Playwright: David Zellnik (book/lyrics),
Joseph Zellnik (music). At: Pride Films & Plays, 4139 N. Broadway. Tickets: PrideFilmsAndPlays.com; $30-$40. Runs through: Feb. 18
Veteran director David Zak's energetic production of Yank! A World War II Love Story offers a talented ensemble cast, swift action and upbeat music played by an exemplary six-piece orchestra under gifted musical director Robert Ollis. But, I may be the only Chicagoan who saw the original Off-Broadway Yank! at the York Theatre in 2010 ( and wrote about it in the Windy City Times ), and I think the revisions made since then have fundamentally changed the show without improving it.
Taking place in 1943-1945, Yank! focuses on Stu ( Matthew Huston ), a newly inducted and naive 18 year-old GI. Before completing basic training, Stu realizes he is gay ( although the word isn't used ) and falls in love with Mitch ( strapping, rich-voiced William Dwyer ), an affable, sexually confused inductee nick-named "Hollywood" for his good looks. By coincidence, Stu meets the experienced Artie ( John Marshall, Jr. ), who sexually initiates Stu and springs him from his combat platoon ( and Mitch ) to a cushier job as a reporter for Yank, the actual War Department magazine published by/for enlisted men. As the story progresses, Stu and Mitch cross paths again in a romantic interlude in which they envision post-War life together, and then in a final bittersweet farewell.
The 2010 original had lots of rollicking comedy and, despite its bittersweet ending, an appreciative nod to the LGBT underground in WWII. Yes, homophobia was institutionalized in the military, but there were ways to game the system.
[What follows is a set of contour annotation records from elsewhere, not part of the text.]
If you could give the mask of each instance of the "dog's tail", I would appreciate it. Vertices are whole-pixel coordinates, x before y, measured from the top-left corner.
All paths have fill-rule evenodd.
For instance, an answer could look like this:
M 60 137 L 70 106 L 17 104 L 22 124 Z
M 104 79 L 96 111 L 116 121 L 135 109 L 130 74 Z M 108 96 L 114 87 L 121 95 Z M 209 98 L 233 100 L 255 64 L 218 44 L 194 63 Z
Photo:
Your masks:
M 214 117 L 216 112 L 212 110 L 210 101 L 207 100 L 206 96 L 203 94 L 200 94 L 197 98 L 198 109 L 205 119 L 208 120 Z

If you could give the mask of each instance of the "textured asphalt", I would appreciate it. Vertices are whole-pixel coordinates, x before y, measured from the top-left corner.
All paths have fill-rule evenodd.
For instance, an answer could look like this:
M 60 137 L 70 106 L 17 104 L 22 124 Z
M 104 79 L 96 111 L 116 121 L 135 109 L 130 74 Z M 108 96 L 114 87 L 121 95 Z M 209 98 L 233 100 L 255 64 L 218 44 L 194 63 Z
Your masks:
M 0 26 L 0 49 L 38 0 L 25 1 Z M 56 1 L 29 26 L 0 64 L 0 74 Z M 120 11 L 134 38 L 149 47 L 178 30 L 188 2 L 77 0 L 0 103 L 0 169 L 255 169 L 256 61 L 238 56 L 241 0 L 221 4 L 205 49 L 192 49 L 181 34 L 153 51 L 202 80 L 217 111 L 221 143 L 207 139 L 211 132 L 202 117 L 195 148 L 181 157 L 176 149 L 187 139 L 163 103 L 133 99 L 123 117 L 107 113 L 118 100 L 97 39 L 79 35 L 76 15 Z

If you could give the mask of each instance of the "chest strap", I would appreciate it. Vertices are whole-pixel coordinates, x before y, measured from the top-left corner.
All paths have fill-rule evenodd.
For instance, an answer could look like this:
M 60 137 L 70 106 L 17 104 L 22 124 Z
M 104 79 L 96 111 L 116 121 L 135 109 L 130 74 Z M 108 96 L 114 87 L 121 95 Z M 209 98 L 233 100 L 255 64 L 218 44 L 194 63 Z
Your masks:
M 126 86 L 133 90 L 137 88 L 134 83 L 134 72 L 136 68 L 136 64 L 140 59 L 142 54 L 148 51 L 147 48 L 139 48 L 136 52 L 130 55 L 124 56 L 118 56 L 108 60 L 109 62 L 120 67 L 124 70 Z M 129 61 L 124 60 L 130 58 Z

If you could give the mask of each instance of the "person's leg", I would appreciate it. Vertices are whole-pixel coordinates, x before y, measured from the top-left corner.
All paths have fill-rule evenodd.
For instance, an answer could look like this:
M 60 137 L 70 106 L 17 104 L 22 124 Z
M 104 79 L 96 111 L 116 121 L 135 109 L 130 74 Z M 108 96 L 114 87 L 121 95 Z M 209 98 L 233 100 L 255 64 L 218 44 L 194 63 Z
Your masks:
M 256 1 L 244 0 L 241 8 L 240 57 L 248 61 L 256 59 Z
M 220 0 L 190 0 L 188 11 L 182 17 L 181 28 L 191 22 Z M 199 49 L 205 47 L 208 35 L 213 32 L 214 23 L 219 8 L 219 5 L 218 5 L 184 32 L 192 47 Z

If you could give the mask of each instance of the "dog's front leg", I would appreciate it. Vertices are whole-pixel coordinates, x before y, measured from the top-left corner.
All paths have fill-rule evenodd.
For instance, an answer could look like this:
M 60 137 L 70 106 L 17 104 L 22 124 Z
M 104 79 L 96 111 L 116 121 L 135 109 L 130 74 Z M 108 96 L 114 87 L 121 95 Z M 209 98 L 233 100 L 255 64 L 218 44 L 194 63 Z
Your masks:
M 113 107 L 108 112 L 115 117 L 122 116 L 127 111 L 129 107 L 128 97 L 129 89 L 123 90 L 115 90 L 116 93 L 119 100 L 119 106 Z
Those who knew real gay WWII vets ( such as the late George Buse ) were well aware of the risks they had taken but also of the strengths of the hidden culture.
I thought that Yank! would move quickly from off-Broadway success to a big commercial future. Instead, it entered limbo with several near-productions and each new producer and/or director dictating revisions. The Yank! at Pride Films and Plays has jettisoned almost all comedy in favor of a dark tale in which no gay man goes unpunished and the military homophobia is heavy-handed. Yank! has been turned into a history lesson for straight people"Hey, we bet you never knew this stuff."instead of the LGBT celebration it was originally.
But Yank! is what it is, not what it was, so reread my first paragraph. The performers are strong, with Marshall and Huston cutting loose in an unexpected tap number ( "Click" ) choreographed by Jenna Schoppe, and lone female Molly LeCaptain singing up a storm with several fine period-style numbers. Indeed, most of the score carefully channels 1940s romantic ballads and big band sounds with tight harmony vocals. One nit: Costume designer Uriel Gomez leaves Mitch ( and another character ) in a ratty, stained A-shirt when he needs to clean up. Hey, give romance a chance!